The Telegraph's review: Protecting Our Children: Damned If They Do, Damned If They Don’t, BBC Two, review is as naively arrogant as the BBC's documentary.  It claims "This first episode focuses on nervous trainee Susanne..."  immediately putting her in the 'sympathy' chair and a few sentences later says "He’s [the son] also extremely aggressive – but when we witness obstinate Mike arguing with Susanne and the rest of the team, it’s not difficult to see how he has acquired that particular trait." totally writing off Mike as an unreasonable and positively aggressive person.  But the child was angry and demonstrative (understandably) and Mike, the father, was not aggressive.  He never once threatened any of the social workers or television crew and only once mildly threatened his son but not even to the level of the euphemistic "appropriate discipline" (smacking) currently being debated in the UK and being supported by the more (arrogant, rich) right wing conservatives.  What the Telegraph is referring to is his audacity at daring to say what he thought and to state that the Social Services were out to wreck the family.  A fair observation and one he has a perfect right to express.  It is only a threat in so far as it threatens to expose the hidden agenda.  What the social workers are trying to achieve is an immoral objective; They do not want it questioned.  The writer for the Telegraph (Isabel Mohan) has obviously succumbed to the authoritarian control of her parents and schooling because she interprets Mike's statements as 'aggressive'.

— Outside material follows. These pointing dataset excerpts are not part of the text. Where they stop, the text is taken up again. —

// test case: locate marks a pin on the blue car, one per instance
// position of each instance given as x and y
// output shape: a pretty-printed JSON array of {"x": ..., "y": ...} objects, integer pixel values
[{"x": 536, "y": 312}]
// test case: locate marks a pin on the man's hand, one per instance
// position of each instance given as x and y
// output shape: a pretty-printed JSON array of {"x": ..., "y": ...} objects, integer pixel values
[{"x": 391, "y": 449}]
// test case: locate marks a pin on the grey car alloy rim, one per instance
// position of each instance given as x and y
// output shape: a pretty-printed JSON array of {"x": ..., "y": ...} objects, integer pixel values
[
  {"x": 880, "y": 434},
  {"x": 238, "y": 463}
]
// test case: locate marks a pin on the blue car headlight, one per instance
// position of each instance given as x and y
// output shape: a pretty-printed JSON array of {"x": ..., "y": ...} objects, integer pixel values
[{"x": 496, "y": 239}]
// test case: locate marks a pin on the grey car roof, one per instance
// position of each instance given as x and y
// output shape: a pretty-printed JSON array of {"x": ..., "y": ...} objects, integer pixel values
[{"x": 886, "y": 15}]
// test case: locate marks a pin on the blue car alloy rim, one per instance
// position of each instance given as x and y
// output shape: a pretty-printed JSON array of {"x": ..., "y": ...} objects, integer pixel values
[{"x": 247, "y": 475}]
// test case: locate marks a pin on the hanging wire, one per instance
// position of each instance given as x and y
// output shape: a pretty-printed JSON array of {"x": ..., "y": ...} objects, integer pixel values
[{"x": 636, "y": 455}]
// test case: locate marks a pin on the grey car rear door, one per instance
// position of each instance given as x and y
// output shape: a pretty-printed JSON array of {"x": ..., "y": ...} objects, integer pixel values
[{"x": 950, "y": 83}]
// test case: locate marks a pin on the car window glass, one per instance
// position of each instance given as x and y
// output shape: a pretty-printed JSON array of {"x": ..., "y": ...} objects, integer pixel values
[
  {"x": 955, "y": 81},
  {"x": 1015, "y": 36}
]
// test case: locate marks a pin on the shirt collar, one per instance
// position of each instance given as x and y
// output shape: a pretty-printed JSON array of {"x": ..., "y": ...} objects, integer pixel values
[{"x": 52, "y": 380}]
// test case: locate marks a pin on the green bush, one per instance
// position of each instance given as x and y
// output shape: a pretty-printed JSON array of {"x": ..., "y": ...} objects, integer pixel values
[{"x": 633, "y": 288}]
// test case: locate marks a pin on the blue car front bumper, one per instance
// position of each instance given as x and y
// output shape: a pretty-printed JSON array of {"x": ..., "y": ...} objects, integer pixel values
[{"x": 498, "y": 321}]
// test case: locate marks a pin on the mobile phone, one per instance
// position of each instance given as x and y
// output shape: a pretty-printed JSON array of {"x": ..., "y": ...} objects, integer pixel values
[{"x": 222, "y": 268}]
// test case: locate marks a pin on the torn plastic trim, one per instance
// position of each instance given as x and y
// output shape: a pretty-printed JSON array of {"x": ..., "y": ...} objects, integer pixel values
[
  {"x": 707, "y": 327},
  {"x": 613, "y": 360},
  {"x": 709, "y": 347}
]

This documentary, unfortunately, is prejudicial and does nothing to advance an understanding of the complexity of the problems in our society.  It only bolsters the sanctimonious justification for institutionalised child abuse to appease the middle class conscience.

More reading around this subject:
• 'Child protection' wreaks havoc on a loving family once again
• A judge attacks my 'one-sided' child protection stories - but it cuts both ways
• Children Services Abuse
• TV review: Protecting Our Children: Damned If They Do, Damned If They Don't
• 10,000 children taken into care: Numbers have doubled in the past four years
• Magistrate attacks care system saying it 'criminalises children' by prosecuting for trivial matters
• Thousands of British children are taken into care each year, isn't it time we invested in prevention rather than cure?


  1. You can't fix this world, get a boat or something.

    1. It may be true that I can't fix the world but I, sure as hell, can complain. And complaining makes me money - not a lot - but if I complain a lot who knows? I don't have enough money to have a house to live in or even enough food so there is not a lot more I can do. I would be very happy to have a boat and the wherewithal to live frugally but securely. I like boats. Please send money.

  2. If you don't have enough money for food you should drop your ISP so you have more money for food, that's what I would do. Eating is more important than getting on the internut all the time.

    As for not having a house to live in I don't know what to tell you, my place is free and clear, pretty good for a bum, yes?

    1. Ah - The "internut" is my only hope of making more money. Get rid of that and I'm dead.

  3. I'm interested in knowing how you make money on the internut.